The Hearing Examiner sets the amount of the award for compensatory damages at $4,000 (four thousand dollars). While the Complainant tested to his injury at the time of hearing, he was unable to state with clarity how he had precisely been harmed. He did not present any supportive testimony by friends, family or employers that can be used to support a higher award. The Complainant's testimony was not particularly forceful about the impact of the injury to his self-esteem. While the Complainant should receive an award, the award is somewhat limited by the lack of a strong demonstration of the significance of the injury.
In the case of Perez v. Affiliated Carriage Systems Inc. dba Madison Taxi, MEOC Case No. 20938, the Hearing Examiner made a similar award though of a slightly lower amount. The difference is explained by the longer period of time for which the Complainant worked for the Respondent in the present case. Also, the Complainant's only job skills were ones that had been learned with this employer and it was not clear how transferable they would be to a new employer. In the case of Leatherberry v. GTE Directory Sales Corporation, MEOC Case No. 21124 January 5, 1993, the. Hearing Examiner awarded the Complainant twenty-five thousand dollars ($25,000.00) for compensatory damages. In that case, there was a demonstration of conduct that was personally focused and of an extreme nature. There was also a finding that the Complainant's future job prospects may have been more substantially limited than in the current case. This is partially a result in the difference in expectations between a managerial prospect and a person with limited job skills.
The Respondent argues that the Complainant is not entitled to any award of compensatory damages because only the Complainant testified about his loss. The cases cited above make it clear that it is sufficient to make an award based upon the Complainant's testimony alone. The lack of supportive testimony only goes to limit the amount of the award.

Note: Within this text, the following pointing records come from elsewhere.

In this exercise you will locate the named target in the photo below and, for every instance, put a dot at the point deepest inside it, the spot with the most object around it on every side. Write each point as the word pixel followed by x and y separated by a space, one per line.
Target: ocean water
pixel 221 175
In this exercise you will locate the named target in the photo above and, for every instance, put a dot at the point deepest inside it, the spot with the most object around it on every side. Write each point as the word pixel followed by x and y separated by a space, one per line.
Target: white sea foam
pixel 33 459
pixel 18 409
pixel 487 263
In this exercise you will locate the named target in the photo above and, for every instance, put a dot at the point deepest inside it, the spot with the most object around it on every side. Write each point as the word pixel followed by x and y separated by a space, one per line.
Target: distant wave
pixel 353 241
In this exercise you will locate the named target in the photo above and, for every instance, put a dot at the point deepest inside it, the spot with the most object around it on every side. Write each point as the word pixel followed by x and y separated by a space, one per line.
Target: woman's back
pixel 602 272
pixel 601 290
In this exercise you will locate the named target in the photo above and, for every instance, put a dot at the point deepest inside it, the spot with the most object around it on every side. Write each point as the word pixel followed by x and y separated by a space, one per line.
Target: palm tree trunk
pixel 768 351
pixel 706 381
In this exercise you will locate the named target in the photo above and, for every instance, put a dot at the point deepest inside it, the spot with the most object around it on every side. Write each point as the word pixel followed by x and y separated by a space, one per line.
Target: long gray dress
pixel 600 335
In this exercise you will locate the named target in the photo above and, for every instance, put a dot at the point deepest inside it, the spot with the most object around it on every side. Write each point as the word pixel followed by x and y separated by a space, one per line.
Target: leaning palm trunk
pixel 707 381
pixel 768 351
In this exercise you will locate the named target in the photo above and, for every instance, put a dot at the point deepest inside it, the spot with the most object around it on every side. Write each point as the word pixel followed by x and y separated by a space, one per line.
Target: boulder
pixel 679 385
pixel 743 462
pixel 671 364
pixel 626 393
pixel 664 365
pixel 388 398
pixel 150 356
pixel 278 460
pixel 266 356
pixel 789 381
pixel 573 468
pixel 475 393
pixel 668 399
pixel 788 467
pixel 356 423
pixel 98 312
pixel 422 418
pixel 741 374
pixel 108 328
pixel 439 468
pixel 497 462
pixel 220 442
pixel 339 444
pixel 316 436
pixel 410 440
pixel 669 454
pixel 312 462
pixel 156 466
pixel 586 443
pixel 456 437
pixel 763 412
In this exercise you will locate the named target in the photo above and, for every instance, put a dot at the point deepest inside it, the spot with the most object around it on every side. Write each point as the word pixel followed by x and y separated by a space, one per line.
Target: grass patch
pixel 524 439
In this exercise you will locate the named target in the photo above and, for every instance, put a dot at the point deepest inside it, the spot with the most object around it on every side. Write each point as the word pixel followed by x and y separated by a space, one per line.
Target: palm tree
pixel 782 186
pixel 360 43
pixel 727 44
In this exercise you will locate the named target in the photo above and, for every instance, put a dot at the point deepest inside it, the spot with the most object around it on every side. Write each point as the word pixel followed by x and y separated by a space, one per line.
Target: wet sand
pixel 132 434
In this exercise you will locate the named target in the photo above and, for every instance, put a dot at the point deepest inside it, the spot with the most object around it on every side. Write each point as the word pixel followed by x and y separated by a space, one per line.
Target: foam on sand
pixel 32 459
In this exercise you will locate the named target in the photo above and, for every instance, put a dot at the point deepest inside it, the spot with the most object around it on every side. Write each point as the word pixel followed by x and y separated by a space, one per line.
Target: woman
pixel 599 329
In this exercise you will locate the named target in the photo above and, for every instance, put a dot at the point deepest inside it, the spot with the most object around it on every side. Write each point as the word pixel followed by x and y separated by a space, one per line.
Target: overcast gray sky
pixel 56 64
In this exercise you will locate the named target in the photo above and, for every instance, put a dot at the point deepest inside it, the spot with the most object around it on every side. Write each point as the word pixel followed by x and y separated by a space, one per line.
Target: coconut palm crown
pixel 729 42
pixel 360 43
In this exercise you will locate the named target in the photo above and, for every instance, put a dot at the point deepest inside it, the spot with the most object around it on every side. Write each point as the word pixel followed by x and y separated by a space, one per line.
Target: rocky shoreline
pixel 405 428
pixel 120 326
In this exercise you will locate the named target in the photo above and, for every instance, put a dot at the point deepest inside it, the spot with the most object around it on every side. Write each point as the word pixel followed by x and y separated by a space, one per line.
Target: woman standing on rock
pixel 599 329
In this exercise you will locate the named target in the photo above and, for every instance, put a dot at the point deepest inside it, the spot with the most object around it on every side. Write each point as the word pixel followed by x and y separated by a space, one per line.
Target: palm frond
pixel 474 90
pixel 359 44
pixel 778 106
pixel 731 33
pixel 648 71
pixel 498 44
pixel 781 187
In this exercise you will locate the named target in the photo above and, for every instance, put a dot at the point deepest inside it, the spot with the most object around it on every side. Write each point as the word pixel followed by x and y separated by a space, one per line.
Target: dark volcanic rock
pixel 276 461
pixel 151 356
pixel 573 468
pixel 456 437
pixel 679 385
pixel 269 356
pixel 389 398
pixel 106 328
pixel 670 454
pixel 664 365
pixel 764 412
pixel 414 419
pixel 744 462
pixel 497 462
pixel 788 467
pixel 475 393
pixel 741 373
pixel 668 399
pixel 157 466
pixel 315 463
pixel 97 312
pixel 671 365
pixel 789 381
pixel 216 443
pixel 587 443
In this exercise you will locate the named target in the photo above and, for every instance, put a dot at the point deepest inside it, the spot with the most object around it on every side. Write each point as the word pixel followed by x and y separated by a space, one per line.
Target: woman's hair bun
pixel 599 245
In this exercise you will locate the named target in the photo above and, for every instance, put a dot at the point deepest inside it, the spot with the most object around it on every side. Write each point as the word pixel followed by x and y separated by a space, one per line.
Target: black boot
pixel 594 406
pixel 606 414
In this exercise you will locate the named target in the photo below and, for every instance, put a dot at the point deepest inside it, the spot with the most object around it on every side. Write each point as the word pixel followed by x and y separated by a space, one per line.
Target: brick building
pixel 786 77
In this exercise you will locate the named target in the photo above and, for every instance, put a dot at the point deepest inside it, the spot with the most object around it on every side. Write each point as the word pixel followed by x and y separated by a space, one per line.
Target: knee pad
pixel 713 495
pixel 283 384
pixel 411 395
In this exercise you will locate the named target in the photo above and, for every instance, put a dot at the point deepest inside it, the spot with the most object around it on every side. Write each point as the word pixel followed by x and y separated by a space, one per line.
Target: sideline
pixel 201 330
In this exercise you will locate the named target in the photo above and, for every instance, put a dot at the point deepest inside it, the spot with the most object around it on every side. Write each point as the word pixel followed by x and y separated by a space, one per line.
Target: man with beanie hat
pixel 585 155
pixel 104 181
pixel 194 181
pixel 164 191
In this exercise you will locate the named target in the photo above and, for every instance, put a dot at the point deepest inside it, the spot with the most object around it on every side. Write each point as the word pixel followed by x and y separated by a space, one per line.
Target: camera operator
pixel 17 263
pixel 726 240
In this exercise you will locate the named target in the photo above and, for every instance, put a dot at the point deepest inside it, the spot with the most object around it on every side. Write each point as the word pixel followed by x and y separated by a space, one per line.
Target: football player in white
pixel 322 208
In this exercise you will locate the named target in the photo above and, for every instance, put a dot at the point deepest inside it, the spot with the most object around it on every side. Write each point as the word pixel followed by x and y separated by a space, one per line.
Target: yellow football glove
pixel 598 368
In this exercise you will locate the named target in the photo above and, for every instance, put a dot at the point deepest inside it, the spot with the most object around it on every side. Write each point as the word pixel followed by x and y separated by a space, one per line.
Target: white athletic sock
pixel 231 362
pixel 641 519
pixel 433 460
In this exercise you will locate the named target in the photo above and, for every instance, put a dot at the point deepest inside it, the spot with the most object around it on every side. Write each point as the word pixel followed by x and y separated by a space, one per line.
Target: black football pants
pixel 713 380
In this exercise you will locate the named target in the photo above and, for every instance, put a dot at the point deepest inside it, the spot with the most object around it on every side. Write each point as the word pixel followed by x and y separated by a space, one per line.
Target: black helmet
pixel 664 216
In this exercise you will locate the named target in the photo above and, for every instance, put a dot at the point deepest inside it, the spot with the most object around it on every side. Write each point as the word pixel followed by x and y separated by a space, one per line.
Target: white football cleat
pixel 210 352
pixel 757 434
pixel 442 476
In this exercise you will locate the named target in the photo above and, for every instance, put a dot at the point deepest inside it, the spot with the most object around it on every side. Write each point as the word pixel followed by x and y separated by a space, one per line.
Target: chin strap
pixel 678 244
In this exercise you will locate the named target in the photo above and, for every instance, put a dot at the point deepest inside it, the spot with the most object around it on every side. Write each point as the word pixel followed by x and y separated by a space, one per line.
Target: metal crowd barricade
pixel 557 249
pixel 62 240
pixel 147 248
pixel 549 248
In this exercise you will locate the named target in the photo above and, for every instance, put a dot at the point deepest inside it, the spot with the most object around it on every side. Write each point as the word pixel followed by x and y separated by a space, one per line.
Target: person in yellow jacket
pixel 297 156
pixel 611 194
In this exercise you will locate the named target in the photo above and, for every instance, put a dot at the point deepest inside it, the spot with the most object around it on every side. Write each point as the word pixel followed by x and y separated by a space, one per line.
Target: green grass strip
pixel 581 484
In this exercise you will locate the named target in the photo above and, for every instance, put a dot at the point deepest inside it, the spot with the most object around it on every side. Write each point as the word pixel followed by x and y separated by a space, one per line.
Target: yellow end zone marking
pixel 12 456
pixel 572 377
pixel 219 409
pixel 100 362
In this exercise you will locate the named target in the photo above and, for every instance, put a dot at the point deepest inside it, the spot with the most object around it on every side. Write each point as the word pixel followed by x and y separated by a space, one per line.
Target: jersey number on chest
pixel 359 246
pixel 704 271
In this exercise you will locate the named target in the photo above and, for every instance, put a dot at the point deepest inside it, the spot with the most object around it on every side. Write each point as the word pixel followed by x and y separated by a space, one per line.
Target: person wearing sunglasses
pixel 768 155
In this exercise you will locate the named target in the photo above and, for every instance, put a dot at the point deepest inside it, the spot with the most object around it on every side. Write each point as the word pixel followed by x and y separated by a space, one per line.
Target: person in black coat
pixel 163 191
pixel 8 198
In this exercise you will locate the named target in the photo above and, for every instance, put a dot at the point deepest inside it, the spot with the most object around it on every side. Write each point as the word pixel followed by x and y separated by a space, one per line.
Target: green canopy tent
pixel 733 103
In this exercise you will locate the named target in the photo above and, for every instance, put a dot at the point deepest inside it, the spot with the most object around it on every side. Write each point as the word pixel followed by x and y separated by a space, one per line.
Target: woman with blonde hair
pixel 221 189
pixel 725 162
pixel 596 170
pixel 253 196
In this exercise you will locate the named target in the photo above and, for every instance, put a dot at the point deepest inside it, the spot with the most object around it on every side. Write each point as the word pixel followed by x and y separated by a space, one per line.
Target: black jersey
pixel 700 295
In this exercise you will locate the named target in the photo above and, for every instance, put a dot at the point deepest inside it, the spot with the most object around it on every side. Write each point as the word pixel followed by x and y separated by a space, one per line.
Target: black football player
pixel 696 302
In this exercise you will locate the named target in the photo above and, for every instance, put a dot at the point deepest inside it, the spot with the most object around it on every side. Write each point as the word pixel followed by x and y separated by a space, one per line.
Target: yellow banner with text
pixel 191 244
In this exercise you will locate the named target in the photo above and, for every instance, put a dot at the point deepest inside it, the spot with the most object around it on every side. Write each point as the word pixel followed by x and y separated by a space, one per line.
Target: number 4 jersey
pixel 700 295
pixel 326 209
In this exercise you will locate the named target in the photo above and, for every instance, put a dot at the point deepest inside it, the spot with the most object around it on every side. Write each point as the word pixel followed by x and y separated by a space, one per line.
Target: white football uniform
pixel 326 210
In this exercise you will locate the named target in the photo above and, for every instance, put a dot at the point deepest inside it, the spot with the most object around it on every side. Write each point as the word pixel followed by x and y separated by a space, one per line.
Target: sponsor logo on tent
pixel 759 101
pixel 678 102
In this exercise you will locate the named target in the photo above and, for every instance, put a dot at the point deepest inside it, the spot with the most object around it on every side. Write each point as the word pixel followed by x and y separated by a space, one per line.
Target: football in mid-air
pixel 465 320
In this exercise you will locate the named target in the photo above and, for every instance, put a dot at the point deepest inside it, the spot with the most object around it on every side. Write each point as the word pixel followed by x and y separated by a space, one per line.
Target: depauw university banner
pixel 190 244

The Complainant asks the Commission for an award of punitive damages on his retaliation claim. The Complainant's theory is that retaliation is per se intentional and malicious and punitive damages are appropriate any time there is a finding of retaliation. The Hearing Examiner does not agree. The Complainant's argument ignores the different burdens of proof required to show liability and to show entitlement to punitive damages. The burden for liability is by the greater weight of the evidence, while that for punitive damages is the higher, by clear and convincing evidence standard, In this case the Complainant fails to meet the higher standard. The Complainant's conduct in either sleeping on the job or at least appearing to sleep on the job clouds the issue of malice or disregard for the rights and feelings of the Complainant. Accordingly, the Hearing Examiner does not need to consider an award of punitive damages in this case.
The Commission has long recognized that a prevailing party, in order to be made whole, must be awarded the costs of bringing and maintaining a complaint including a reasonable attorney's fee, if represented. In this case there is no reason that the Complainant should not be awarded these costs. By bringing complaints under the Ordinance, people in the Complainant's position act as private Attorneys General and as such benefit the City as a whole.
For the foregoing reasons, the Hearing Examiner finds that the Respondent did not discriminate against the Complainant by affording him different terms and conditions of employment but that the Respondent did retaliate against the Complainant for his exercise of those rights protected by the ordinance.
Signed and dated this 2nd day of April, 1993.